Sitting in America
A number of years ago, then President George Bush the younger came to speak at a technical college in Nashua, NH. My husband and I had been bird dogging candidates pretty steadily, and would not miss this opportunity to at least visibly show our displeasure with the president and his policies. We were stunned to see barricades, sometimes cement, sometimes large pieces of construction equipment blocking the entrance ramps to the highway we had managed to get onto far enough away. When we arrived in Nashua, we parked in the lot of a coffee shop for a break. We were told we had to either plan on staying inside the shop for the duration of Bush’s visit or get out now. All doors to all businesses in that area of the city had to remain closed during this visit. We got out and parked closer to the tech, then joined other protestors. I had a bouquet of blue balloons on which I had stenciled doves and a sign which said Peace Is Possible.

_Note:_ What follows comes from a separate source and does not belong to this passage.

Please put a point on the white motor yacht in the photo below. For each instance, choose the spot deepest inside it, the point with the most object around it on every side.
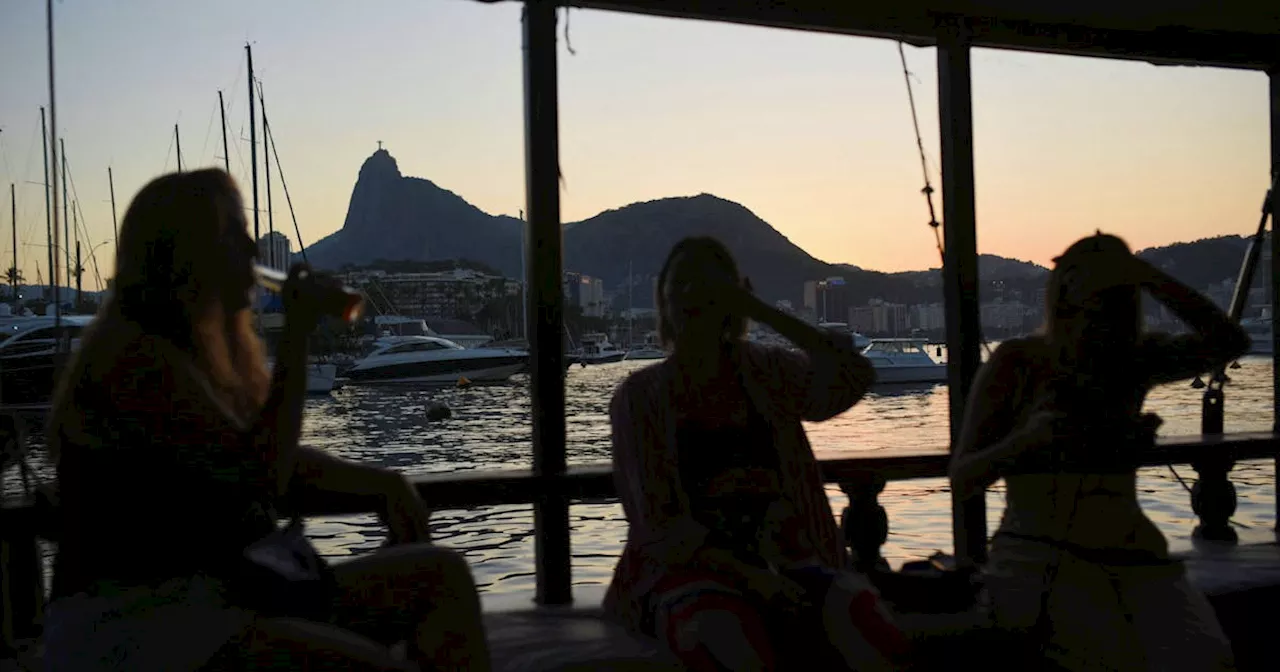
(904, 360)
(433, 360)
(648, 351)
(598, 350)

There were about fifty of us there on the side of the six lane street opposite the tech. There were a few supporters. There were also numerous business people who had decided that since their businesses were effectively closed, they too would stand outside to observe what was going on. The local police asked everyone to move a block further away, which we all did. Then they asked us to move another block away, which we did. When they asked us to move a third time, three elderly and seasoned protestors, including State Rep, Betty Hall, refused to move and sat on small cane chairs they had brought. They were carried away by the police and arrested. I asked Betty as she was being hauled away if she was alright and if there was anyone she needed me to contact. She said she and the others were all set. Betty’s son, a poet and publisher, would come bail her out.
There were a few greenhorns there, young people, and this was obviously one of their first protests. They asked with genuine concern why those three had been arrested. I said, “For sitting in America.” I was shaking with anger.

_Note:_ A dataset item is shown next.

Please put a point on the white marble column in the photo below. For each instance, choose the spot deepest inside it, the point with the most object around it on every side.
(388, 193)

We saw Bush arrive in his enormous armed motorcade, dozens of armored black SUV’s with tinted windows, police escort and several ambulances. Some of them had to have seen us. My balloons started to pop. I asked one of the local cops why they were being so “tough” with the crowd. He told me that there were snipers with guns trained on him and his police. They did what they were told.
Most of the protestors left but several of us hung around to watch Bush leave. It was the same deal with the same motorcade only this time, there were armed men hanging out open windows of the vehicles, their weapons aimed at us. I felt I was in Franco’s Spain. I would go on to write a poem about this, which I would read at Jazzmouth in Portsmouth, NH, accompanied by David Amram and Larry Simon’s Jazz Ensemble. It got good applause, and a write-up in the local paper as the only political poem in the event. It has since been published by Trilingual Press in The Liberation Anthology.
I am reminded of all of this by the recent incidents of pepper spraying of seated protestors.. I am wondering how the act of sitting has become a threat to national security serious enough to warrant riot police and the use of weapons. I find myself again shaking with rage, again feeling we are headed toward Franco’s Spain.